Culture And Exposure
Culture is a major determining factor for our baseline norms and preferences. The ear gauges I mentioned are not dissonant for people where they are a cultural norm. In fact, people in those (sub-)cultures prefer them. Cosmetic surgery has become increasingly prevalent in several cultures, and the results are therefore trending towards preference and desirability. However, this is a relatively recent change.
This leads to the second normalizing factor, exposure. The more we are exposed to something, the greater our tolerance, and potentially eventual acceptance become. The more we see cosmetic enhancements, prosthetics, dickgirls, and other impossibilities depicted in 3DX, the more we will come to accept them. As a matter of fact, Marie Fasolt shared the experience of going from disgust to arousal over dickgirls. She describes the experience as overcoming cultural dissonance through exposure. So there you have it, our very own social media mistress is a case for the point.
However, the method of exposure is also important.
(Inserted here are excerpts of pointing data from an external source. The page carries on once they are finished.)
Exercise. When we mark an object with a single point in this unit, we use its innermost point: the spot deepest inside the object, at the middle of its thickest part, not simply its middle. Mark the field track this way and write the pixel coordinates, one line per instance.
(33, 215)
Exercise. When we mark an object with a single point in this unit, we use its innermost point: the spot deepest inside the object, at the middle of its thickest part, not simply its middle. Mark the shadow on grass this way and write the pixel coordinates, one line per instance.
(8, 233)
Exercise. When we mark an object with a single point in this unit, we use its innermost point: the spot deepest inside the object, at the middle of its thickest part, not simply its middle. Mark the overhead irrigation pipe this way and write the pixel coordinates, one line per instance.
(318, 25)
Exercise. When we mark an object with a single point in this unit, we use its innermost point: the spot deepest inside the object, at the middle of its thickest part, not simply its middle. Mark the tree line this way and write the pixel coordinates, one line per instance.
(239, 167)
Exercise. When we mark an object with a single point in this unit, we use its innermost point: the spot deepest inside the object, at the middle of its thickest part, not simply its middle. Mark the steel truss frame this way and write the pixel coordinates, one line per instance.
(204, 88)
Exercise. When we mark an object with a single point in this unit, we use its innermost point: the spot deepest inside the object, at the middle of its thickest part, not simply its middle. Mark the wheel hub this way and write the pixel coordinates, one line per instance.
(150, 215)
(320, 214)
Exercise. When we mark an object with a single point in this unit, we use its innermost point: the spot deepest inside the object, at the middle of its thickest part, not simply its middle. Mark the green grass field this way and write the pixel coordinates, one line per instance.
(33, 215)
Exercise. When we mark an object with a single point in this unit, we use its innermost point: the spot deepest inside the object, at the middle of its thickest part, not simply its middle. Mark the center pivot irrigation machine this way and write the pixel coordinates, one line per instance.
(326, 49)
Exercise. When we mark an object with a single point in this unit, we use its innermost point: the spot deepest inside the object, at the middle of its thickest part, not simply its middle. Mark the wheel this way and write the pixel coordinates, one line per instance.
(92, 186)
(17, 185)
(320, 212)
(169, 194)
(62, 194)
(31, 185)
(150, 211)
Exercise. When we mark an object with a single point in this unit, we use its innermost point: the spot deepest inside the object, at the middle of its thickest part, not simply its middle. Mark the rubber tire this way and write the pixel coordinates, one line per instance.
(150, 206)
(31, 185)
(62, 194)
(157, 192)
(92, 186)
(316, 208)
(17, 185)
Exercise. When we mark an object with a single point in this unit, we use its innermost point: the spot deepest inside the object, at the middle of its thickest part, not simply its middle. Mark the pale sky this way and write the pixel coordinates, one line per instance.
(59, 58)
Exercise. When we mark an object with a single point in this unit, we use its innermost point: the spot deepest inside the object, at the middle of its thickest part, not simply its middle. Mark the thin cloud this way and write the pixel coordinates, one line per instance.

This involves additional stimuli. For instance, horror vs. comedy. The same malformed thing can be depicted with the additional atmospheric effects of horror, and we will be moved towards a horrific response to the thing. On the other hand, if we portray it tripping all over itself to some Benny Hill music, we would be more likely to find it funny.
2DX And Alternate Opinions
Apparently 2D artists are more sensitive to the Uncanny Valley. I honestly have no idea why. There a many 2D artists, both modern and historic, that produce incredibly realistic work. There are also many that distort human features to evoke shocked reactions. I think this also falls the area of additional stimuli priming your for a given reaction.
Bianca Rose and I both seem to think the Uncanny Valley is silliness. We do have very different opinions beyond that, though. She holds that the effect is the result of an irrational instinct, whereas I hold that it is cultural. In defense of her position, we do see the Uncanny Valley cross-culturally. I just don’t believe any of the specific arguments for how it is an evolutionary behavior are strong enough. Nor is the effect consistent enough.
If you Google the Uncanny Valley in images, you will see numerous examples of the graph, with a variety of different characters placed at various points on it. Many contradict each other as to where a character belongs. This is the effects of cultural perception and individual preferences influenced by exposure. The Uncanny Valley is not universal, nor is it conclusively evolutionary. It is completely subjective.